# Corrosion Protection



## Ocean Master (May 20, 2008)

On reels with removable reel seats always remove them and apply marine grease to the body of the reel and screws before assembly. Shown is a Penn 50WVSW 2-speed only a year old. On Shimano Tiagra's and others with a riveted seat spray CorrosionX inside to flush out the saltwater. I've seen them just as bad.


----------



## johnD (Jul 24, 2009)

Good stuff ,something a lot of people overlook. I can't say enough about corrosionX products , reelX is the only lube the bearings in my spinning reels get. :thumbsup:


----------



## NoMoSurf (Oct 2, 2007)

I only get down to the saltwater for one week and a couple of weekends a year.

Before each trip down, all rods are cleaned and waxed with Meguire's carnauba car wax. Reels are torn down, cleaned and lubed. 

After each day of fishing, all rods/reels (whether used or not) are flushed with fresh water, wiped down and sprayed with Ardent Reel Guard.

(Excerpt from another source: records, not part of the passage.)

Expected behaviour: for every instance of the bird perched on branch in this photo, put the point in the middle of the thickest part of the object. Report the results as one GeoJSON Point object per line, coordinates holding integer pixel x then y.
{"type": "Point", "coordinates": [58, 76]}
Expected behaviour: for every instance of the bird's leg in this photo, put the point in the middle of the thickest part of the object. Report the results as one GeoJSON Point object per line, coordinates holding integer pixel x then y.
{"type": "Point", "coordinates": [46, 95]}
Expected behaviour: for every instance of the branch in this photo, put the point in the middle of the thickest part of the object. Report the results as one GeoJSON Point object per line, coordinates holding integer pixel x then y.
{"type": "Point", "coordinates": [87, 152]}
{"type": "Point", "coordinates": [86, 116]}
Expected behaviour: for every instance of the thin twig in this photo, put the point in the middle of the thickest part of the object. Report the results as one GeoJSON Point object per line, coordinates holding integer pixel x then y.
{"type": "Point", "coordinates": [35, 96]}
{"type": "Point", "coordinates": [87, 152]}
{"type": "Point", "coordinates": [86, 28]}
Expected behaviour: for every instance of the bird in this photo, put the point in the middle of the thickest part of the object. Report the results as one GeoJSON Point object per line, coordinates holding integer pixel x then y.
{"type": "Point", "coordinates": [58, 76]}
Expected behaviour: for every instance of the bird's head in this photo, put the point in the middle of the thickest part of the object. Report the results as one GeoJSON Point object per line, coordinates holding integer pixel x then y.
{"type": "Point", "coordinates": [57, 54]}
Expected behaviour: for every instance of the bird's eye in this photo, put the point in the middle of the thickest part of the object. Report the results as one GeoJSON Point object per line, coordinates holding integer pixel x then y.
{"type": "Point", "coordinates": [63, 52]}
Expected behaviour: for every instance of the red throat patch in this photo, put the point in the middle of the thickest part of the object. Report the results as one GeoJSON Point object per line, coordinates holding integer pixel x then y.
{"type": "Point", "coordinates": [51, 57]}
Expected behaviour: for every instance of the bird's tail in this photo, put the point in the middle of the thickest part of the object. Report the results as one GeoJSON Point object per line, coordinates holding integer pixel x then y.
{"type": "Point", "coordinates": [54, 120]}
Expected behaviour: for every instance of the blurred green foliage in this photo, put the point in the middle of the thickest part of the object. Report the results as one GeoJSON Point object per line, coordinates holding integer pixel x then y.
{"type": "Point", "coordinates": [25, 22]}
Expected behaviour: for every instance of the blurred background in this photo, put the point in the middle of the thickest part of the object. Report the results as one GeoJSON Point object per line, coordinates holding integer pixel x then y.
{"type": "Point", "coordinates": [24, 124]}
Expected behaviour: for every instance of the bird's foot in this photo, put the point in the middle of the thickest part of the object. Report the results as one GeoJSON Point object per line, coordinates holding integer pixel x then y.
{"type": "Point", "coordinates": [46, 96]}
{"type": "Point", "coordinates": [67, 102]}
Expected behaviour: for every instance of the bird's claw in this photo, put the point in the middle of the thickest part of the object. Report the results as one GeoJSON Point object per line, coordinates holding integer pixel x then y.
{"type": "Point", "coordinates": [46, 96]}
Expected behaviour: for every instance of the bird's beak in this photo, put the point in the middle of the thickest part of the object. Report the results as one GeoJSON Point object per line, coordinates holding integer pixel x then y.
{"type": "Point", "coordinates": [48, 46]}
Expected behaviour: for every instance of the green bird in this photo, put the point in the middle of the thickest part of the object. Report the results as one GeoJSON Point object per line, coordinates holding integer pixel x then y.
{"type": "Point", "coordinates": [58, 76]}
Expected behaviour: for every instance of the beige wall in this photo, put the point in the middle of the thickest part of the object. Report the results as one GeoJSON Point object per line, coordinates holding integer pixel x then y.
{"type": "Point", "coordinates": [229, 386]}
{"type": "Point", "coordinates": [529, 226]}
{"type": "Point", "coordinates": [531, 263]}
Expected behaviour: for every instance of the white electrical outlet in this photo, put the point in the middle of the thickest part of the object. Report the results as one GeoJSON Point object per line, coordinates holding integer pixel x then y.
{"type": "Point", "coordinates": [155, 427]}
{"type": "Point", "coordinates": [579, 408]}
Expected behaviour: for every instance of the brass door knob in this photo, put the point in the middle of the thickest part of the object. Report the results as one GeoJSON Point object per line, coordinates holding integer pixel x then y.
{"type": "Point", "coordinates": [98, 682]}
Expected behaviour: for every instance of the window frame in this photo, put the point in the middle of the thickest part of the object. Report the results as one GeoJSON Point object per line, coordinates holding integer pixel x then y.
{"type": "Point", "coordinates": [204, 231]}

Upon returning home, all rods are washed and waxed again. Reels torn down and lubed. And then sprayed with Reel Guard again before storage. Some are used weekly and get cleaned again every two months or so. Some go in the closet. Not much need for a 6/0 for bass around here. haha

Maybe it's overkill, but they all look new. Some are more than 10 years old.


----------



## Ocean Master (May 20, 2008)

That will sure keep them new..!! 

After a day trolling all my reels/rods get a light spray of Salt Away after flushing the engines. Then they are washed with the boat soap and the soft mit.

At least that's what they do. I head straight into the A/C..!!


----------